Does anyone know if there are any restrictions on sending tea by post to the USA?

A thirsty Irish family living there would love to have some genuine Barry's teabags to make their morning cuppa!


----------



## sparkeee (15 Jan 2009)

be careful this caused a war once.


----------



## mathepac (16 Jan 2009)

Send either McGrath's or another Irish breakfast loose-leaf tea blend. That rubbish in tea-bags was responsible for switching me permanently to coffee.
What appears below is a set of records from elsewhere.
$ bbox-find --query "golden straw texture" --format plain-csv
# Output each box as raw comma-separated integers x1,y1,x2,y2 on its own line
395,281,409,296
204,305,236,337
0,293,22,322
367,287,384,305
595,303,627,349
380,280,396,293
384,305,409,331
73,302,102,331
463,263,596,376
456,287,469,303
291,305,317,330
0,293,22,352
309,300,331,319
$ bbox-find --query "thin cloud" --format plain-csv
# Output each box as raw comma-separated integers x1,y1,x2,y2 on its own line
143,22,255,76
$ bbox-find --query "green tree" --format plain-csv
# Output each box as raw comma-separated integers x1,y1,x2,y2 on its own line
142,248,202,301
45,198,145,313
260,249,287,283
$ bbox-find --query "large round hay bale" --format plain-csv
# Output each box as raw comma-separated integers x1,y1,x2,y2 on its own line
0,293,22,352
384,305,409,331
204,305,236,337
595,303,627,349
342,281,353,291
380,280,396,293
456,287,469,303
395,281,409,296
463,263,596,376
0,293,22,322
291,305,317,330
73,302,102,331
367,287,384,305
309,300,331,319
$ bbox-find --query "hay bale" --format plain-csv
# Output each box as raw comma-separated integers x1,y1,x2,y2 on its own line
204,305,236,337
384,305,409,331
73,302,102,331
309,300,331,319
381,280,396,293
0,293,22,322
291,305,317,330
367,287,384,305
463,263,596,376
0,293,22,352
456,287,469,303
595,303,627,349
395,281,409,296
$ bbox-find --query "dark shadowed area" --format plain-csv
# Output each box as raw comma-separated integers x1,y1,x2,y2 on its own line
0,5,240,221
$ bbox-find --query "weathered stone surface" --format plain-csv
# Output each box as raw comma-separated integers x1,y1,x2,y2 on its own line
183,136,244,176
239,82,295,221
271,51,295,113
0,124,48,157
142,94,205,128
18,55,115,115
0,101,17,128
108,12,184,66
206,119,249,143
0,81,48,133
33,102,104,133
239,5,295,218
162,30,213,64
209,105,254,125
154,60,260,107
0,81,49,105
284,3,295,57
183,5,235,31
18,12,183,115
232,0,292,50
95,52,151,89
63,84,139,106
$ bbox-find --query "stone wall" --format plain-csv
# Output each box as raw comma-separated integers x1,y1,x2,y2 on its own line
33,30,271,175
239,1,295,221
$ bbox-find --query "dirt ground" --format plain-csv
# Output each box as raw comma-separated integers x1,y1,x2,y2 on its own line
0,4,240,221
Barry's Tea bags are available in supermarkets on the East Coast, New England and Chicago.
The internet is your friend - here's a selection of sites that send hampers, including tea AFAIK, no affiliation, just a list

[broken link removed]

http://www.foodireland.com

[broken link removed]

[broken link removed]


----------



## Ash (16 Jan 2009)

Thanks guys for the thoughts and all the research.

Who knew there were so many companies offering hampers? 

Even though they have .ie addresses, I wonder if they source their goods IN the US and not in Ireland?  During the pig food crisis before Christmas I remember hearing it revealed that Galtee Hampers didn't actually contain Irish bacon products, but rather Danish products!  

So, IF the hampers are actually sourced in Ireland and mailed from here, I guess it means tea is okay to send that way.  
But it wasn't really a big hamper I had in mind at the moment though.  Just a couple boxes of Barry's Tea and wondering would there be a problem sending this foodstuff through the post to the US.  I understand countries can have restrictions on foodstuffs, seeds and the like.  Would not like to have the innocent leaves impounded!

Does anyone know for sure?


----------



## Bronte (16 Jan 2009)

Send them the biggest box of Barry's you can find or two or three if you can, they are fairly lightweight so postage shouldn't be too bad.


----------



## Smashbox (16 Jan 2009)

I have to add my two cents here...

Your best bet is to remove all the tea bags from the box, and seal in a ziplock plastic bag. Unassemble the box, leaving it flat but able to re-assemble at the other end. Place this into a Jiffy envelope. Fill out one of those green Declaraitions stickers, available at the post office, fill in your name, tick the 'gift' option, in description write 'teabags from home!' and put a value of maybe $5 in...

Its cheaper to send an envelope than a parcel which would be what the fully assembled box would be, including the box shows that they are genuine tea bags, and filling in a declairation just makes everything a lot easier.


----------



## govinda (16 Jan 2009)

I've sent boxes of Whittard tea to colleagues in Oklahoma from Dublin with no problems, should be fine!


----------



## Vanilla (16 Jan 2009)

I sent a big box of Taytos to my brother in the US for Christmas- the local PO told me they would be confiscated at Customs and probably returned but I told them I would take the risk. I declared them as 'taytos' on the customs declaration bit and they were in a big Taytos box sent as it was with just an address label. Got through no problem.


----------



## Ash (16 Jan 2009)

Thank you all for writing about your experiences in this area.  
Smashbox, I was thinking exactly that about the best way to pack the tea.
I'll go ahead with the package and hope for the best!

Thank you all for your contributions.


----------



## Simeon (16 Jan 2009)

Not forgetting that after they chucked all the tea into the harbour, the people of America got used to drinking boiled water and have been enjoying it ever since!


----------



## Smashbox (16 Jan 2009)

Good luck Ash, let us know how you get on! You really should have no problems at all.


----------